O Congresso Nacional aprovou, em sessão plenária realizada no início de junho de 2025, proposta que autoriza o repasse de novos encargos do setor elétrico diretamente às tarifas de energia dos consumidores. Segundo levantamento divulgado pela Federação Nacional de Consumidores de Energia (FNCE), essa iniciativa poderá onerar as contas de luz em R$ 197 bilhões até 2050, elevando custos e pressionando o bolso de residências e empresas.
Em relatório publicado em maio, a FNCE destaca que a mudança no modelo de custeio transfere para o consumidor despesas que antes eram rateadas entre concessionárias e fundos setoriais. “Esses valores evidenciam um impacto estrutural na tarifa, comprometendo a previsibilidade orçamentária de famílias e pequenos negócios”, afirmou o economista-chefe da entidade, Paulo Ribeiro.

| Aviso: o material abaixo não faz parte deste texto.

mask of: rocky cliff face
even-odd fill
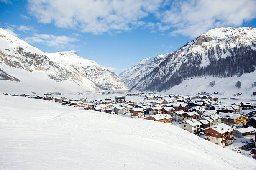
[[[162,91],[179,85],[184,79],[240,76],[253,72],[256,66],[256,40],[254,28],[210,30],[168,54],[143,77],[138,77],[135,80],[138,83],[131,90]]]
[[[86,78],[105,89],[117,90],[128,89],[115,73],[98,65],[92,60],[82,58],[74,51],[46,54],[55,62],[63,63],[72,67]]]

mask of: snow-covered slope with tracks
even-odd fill
[[[0,169],[256,167],[251,158],[162,122],[3,95],[0,113]]]

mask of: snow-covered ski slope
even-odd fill
[[[179,128],[0,95],[0,169],[253,170]]]

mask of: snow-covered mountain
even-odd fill
[[[44,52],[1,28],[0,81],[1,91],[5,92],[15,88],[26,91],[102,89],[72,67],[54,63]]]
[[[154,58],[143,59],[136,65],[120,73],[118,77],[128,87],[131,88],[137,84],[145,75],[164,61],[168,54],[161,54]]]
[[[203,77],[197,80],[198,88],[203,82],[205,84],[206,77],[239,78],[245,73],[251,74],[256,66],[256,28],[218,28],[167,55],[157,67],[134,80],[138,83],[131,90],[165,91],[185,79]],[[253,75],[248,88],[255,80]],[[122,76],[125,77],[125,74]]]
[[[117,90],[128,89],[114,72],[98,65],[93,60],[83,58],[74,51],[46,54],[55,63],[63,67],[65,65],[73,68],[105,88]]]

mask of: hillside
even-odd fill
[[[1,28],[0,69],[1,92],[18,88],[26,91],[101,89],[74,68],[54,63],[40,50]]]
[[[128,88],[137,84],[140,80],[157,66],[166,58],[167,54],[161,54],[154,58],[142,60],[136,65],[128,68],[118,75]]]
[[[163,123],[3,95],[0,112],[1,169],[255,168],[251,158]]]
[[[130,90],[171,91],[171,88],[188,78],[239,77],[253,72],[256,66],[256,40],[254,28],[210,30],[168,54],[158,65],[136,80],[138,82]],[[254,80],[251,78],[249,85]],[[195,88],[199,88],[200,82],[198,81]]]
[[[72,66],[83,75],[105,89],[128,90],[114,72],[98,65],[93,60],[83,58],[74,51],[46,54],[55,62]]]

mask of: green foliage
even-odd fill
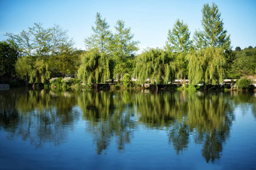
[[[190,85],[219,84],[224,78],[225,58],[223,49],[206,47],[191,52],[187,55]]]
[[[105,19],[102,19],[99,13],[96,14],[95,25],[95,27],[92,27],[93,34],[84,39],[86,47],[89,50],[96,49],[100,52],[108,52],[112,34],[108,30],[109,25]]]
[[[196,31],[194,36],[195,47],[212,46],[222,48],[224,51],[231,49],[230,35],[224,29],[224,23],[221,19],[221,13],[218,11],[218,6],[212,3],[212,6],[209,4],[203,5],[202,26],[203,31]]]
[[[245,77],[241,78],[237,82],[238,88],[242,88],[242,89],[248,89],[250,86],[250,84],[251,84],[251,80],[248,79]]]
[[[240,46],[236,46],[236,49],[235,49],[236,52],[239,52],[241,51],[241,48]]]
[[[256,74],[256,49],[245,49],[235,52],[236,59],[230,67],[233,77]]]
[[[111,79],[110,59],[105,53],[92,50],[82,56],[78,72],[79,79],[87,85],[105,82]]]
[[[134,52],[139,49],[139,41],[133,40],[131,28],[126,28],[123,21],[118,20],[114,28],[116,33],[110,48],[113,55],[114,76],[119,79],[125,73],[133,73],[135,67]]]
[[[17,76],[24,79],[26,85],[29,81],[29,77],[32,76],[33,61],[30,57],[19,58],[15,64],[15,70]]]
[[[0,77],[15,76],[15,62],[19,56],[18,51],[7,42],[0,42]]]
[[[151,79],[151,84],[167,84],[174,79],[174,58],[163,49],[150,49],[136,58],[135,75],[137,83],[145,84]]]
[[[67,31],[59,25],[44,28],[41,23],[35,23],[28,31],[23,31],[20,34],[7,33],[8,40],[12,44],[17,44],[23,55],[36,56],[45,59],[50,55],[55,55],[69,52],[74,44],[67,35]]]
[[[125,74],[123,76],[123,84],[124,85],[124,87],[127,88],[129,87],[129,85],[130,85],[130,80],[131,80],[131,77],[129,74]]]
[[[45,83],[50,77],[48,64],[44,60],[37,58],[33,63],[29,82],[32,83]]]
[[[178,19],[172,28],[168,32],[168,41],[166,48],[171,52],[188,52],[192,41],[190,40],[190,33],[187,24]]]

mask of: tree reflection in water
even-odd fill
[[[133,138],[139,137],[134,136],[134,131],[142,125],[165,130],[177,154],[184,154],[189,142],[200,145],[209,163],[221,156],[234,120],[234,107],[256,106],[253,95],[13,90],[0,94],[0,130],[42,148],[46,142],[59,145],[67,141],[69,132],[79,120],[84,122],[101,154],[114,141],[118,151],[123,151]],[[255,115],[255,106],[252,109]]]
[[[5,98],[2,108],[12,105],[12,109],[1,110],[0,126],[11,136],[21,136],[36,148],[42,148],[46,142],[59,145],[66,141],[66,130],[72,127],[78,115],[72,109],[75,97],[66,97],[63,94],[17,91],[1,97]]]
[[[83,118],[88,121],[87,130],[93,134],[99,154],[108,148],[114,136],[119,151],[124,150],[125,144],[130,142],[135,122],[130,95],[127,91],[87,91],[78,97]]]

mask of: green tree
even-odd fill
[[[111,79],[111,61],[106,53],[92,50],[82,55],[78,76],[84,83],[98,84]]]
[[[85,46],[89,50],[97,49],[100,52],[108,53],[112,34],[108,30],[109,25],[105,19],[102,19],[99,13],[96,14],[95,25],[95,27],[92,27],[93,33],[91,37],[84,39]]]
[[[152,84],[165,83],[174,79],[173,58],[159,49],[150,49],[136,58],[135,74],[140,84],[150,78]]]
[[[130,28],[124,27],[124,22],[117,22],[116,33],[114,34],[111,46],[114,62],[114,75],[118,79],[125,73],[131,74],[134,67],[134,52],[138,51],[139,41],[133,40],[133,34]]]
[[[243,77],[240,79],[237,82],[237,85],[239,88],[242,88],[243,90],[245,90],[249,88],[249,85],[251,84],[251,80],[246,79],[245,77]]]
[[[192,41],[190,40],[190,32],[187,24],[178,19],[172,30],[169,30],[166,49],[171,52],[188,52]]]
[[[236,46],[235,50],[236,50],[236,52],[239,52],[239,51],[241,51],[240,46]]]
[[[218,6],[212,3],[203,5],[202,26],[203,31],[196,31],[194,38],[195,47],[212,46],[223,48],[224,50],[231,49],[230,35],[227,30],[224,29],[224,23],[221,19],[221,13],[218,11]]]
[[[221,48],[206,47],[187,55],[190,85],[219,84],[224,78],[225,58]]]
[[[233,52],[236,59],[230,72],[231,77],[241,77],[256,74],[256,49],[245,49]]]
[[[2,82],[15,76],[14,64],[19,52],[7,42],[0,42],[0,78]]]
[[[22,31],[19,34],[7,33],[8,41],[17,44],[23,56],[35,56],[46,59],[72,50],[73,40],[69,38],[67,31],[59,25],[44,28],[43,24],[35,23],[28,31]]]
[[[49,65],[44,59],[37,58],[33,63],[33,68],[30,76],[32,83],[46,83],[50,78]]]
[[[15,70],[21,79],[25,80],[26,86],[28,86],[29,78],[32,73],[32,60],[30,57],[19,58],[15,64]]]
[[[179,73],[181,83],[182,78],[184,79],[187,75],[187,61],[186,60],[186,54],[190,48],[192,41],[190,40],[190,33],[187,25],[183,21],[178,19],[174,25],[172,30],[169,30],[168,40],[166,42],[166,49],[169,52],[175,52],[175,71]],[[184,82],[182,83],[184,87]]]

Bandeira vermelha já pesará no bolso em junho
A própria Agência Nacional de Energia Elétrica (Aneel) anunciou que a bandeira tarifária para junho de 2025 está em patamar vermelho 1, o que acrescenta R$ 4,46 a cada 100 kWh consumidos na fatura mensal. Com isso, os consumidores já sentem nos próximos boletos um custo adicional que antecede o impacto de longo prazo projetado pela FNCE.
| Período | Impacto estimado (R$) |
|---|---|
| 2025–2030 | 40 000 000 000 |
| 2031–2040 | 80 000 000 000 |
| 2041–2050 | 77 000 000 000 |
| Total | 197 000 000 000 |
Repercussão e próximos passos
Parlamentares que defenderam a medida sustentam que o ajuste é necessário para garantir o equilíbrio financeiro do setor e a continuidade de investimentos em transmissoras e renováveis. Já deputados da oposição e entidades de defesa do consumidor, como a própria FNCE, prometem recursos judiciais e pedidos de revisão, alegando falta de transparência nos cálculos de custo.
O Ministério de Minas e Energia ainda não se manifestou oficialmente sobre eventuais compensações ou descontos tarifários que possam ser adotados para amenizar o rumo mais caro da conta de luz.